The study is considered completed when the 100th patient will be enrolled. It is planned to complete the total enrollment (100 patients) in 18 months, starting from the first patient enrolled.

The follow-up according to the protocol is 2 years for each patient from the day of enrollment. In the transplanted patients the pre-transplant period will be followed by 2 years post-transplant follow-up

The study will be performed in 4 years from the first patient enrolled according to the following times:

18 moths for enrollment (from the first patient) and for database completion and cleaning 24 months of follow up. In the transplanted patients the pre-transplant period will be followed by 2 years post-transplant follow-up 6 months for statistical analysis, drafting of the final report and paper.

The study will be conducted in accordance with the ethical principles derived from the Declaration of Helsinki, the CGP and regulations.
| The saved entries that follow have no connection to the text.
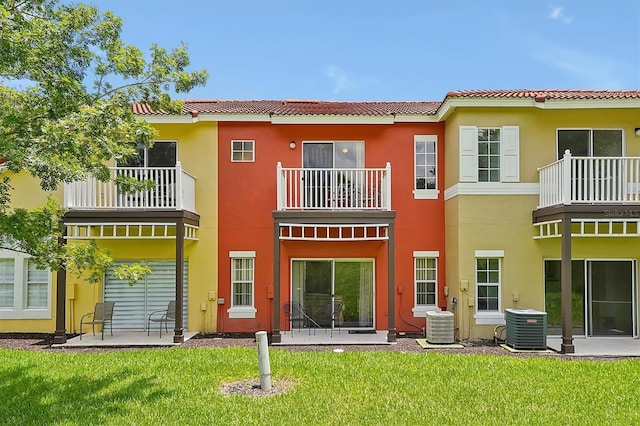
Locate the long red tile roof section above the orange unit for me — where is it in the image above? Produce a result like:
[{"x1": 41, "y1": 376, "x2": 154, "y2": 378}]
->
[{"x1": 133, "y1": 100, "x2": 440, "y2": 117}]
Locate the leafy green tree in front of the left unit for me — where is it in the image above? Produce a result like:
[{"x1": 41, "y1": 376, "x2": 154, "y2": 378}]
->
[{"x1": 0, "y1": 0, "x2": 208, "y2": 282}]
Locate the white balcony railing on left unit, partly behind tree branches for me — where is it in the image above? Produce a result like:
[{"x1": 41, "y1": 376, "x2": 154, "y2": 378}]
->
[{"x1": 64, "y1": 162, "x2": 196, "y2": 211}]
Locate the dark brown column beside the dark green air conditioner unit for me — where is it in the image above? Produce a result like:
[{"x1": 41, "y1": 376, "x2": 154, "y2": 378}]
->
[{"x1": 560, "y1": 213, "x2": 575, "y2": 354}]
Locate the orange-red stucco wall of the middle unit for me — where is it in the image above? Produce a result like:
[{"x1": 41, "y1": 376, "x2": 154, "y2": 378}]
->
[{"x1": 218, "y1": 122, "x2": 446, "y2": 332}]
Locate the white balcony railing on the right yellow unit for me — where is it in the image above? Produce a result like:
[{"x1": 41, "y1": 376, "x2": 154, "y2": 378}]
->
[{"x1": 538, "y1": 151, "x2": 640, "y2": 208}]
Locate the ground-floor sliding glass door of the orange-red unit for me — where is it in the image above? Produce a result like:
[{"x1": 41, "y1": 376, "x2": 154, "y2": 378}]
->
[{"x1": 291, "y1": 259, "x2": 374, "y2": 329}]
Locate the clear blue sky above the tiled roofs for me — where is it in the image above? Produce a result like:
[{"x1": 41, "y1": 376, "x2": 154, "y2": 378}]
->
[{"x1": 85, "y1": 0, "x2": 640, "y2": 101}]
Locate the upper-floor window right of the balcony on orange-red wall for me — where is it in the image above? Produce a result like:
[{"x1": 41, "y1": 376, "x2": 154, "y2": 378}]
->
[{"x1": 413, "y1": 135, "x2": 438, "y2": 198}]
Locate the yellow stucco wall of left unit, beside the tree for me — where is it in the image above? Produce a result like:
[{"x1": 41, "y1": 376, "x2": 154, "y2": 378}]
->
[{"x1": 0, "y1": 122, "x2": 218, "y2": 333}]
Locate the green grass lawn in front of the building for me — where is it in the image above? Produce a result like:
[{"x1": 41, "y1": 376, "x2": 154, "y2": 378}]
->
[{"x1": 0, "y1": 348, "x2": 640, "y2": 425}]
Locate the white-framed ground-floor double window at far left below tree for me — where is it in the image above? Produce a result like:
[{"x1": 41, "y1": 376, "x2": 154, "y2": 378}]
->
[{"x1": 0, "y1": 250, "x2": 51, "y2": 319}]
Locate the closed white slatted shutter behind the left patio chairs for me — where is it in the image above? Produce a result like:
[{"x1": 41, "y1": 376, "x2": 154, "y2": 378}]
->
[{"x1": 104, "y1": 260, "x2": 188, "y2": 330}]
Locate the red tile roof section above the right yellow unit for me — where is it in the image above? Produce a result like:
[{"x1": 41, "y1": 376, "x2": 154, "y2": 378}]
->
[{"x1": 445, "y1": 89, "x2": 640, "y2": 101}]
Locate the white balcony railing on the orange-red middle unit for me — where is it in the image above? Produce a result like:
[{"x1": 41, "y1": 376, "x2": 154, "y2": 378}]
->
[{"x1": 277, "y1": 163, "x2": 391, "y2": 210}]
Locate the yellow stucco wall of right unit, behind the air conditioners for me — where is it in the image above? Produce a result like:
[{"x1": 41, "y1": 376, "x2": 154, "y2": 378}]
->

Before starting the study, the protocol will be sent to the Ethics Committee, in accordance with the current legislation on interventional study.

The protocol has been written and the study will be conducted according to the International Council for Harmonisation of Technical Requirements for Pharmaceuticals for Human Use Harmonized tripartite Guideline for GCP, issued by European Union. IRB approval must be obtained prior to the starting of the trial. ICF must be submitted to appropriate authority or IRB together with clinical protocol for written approval.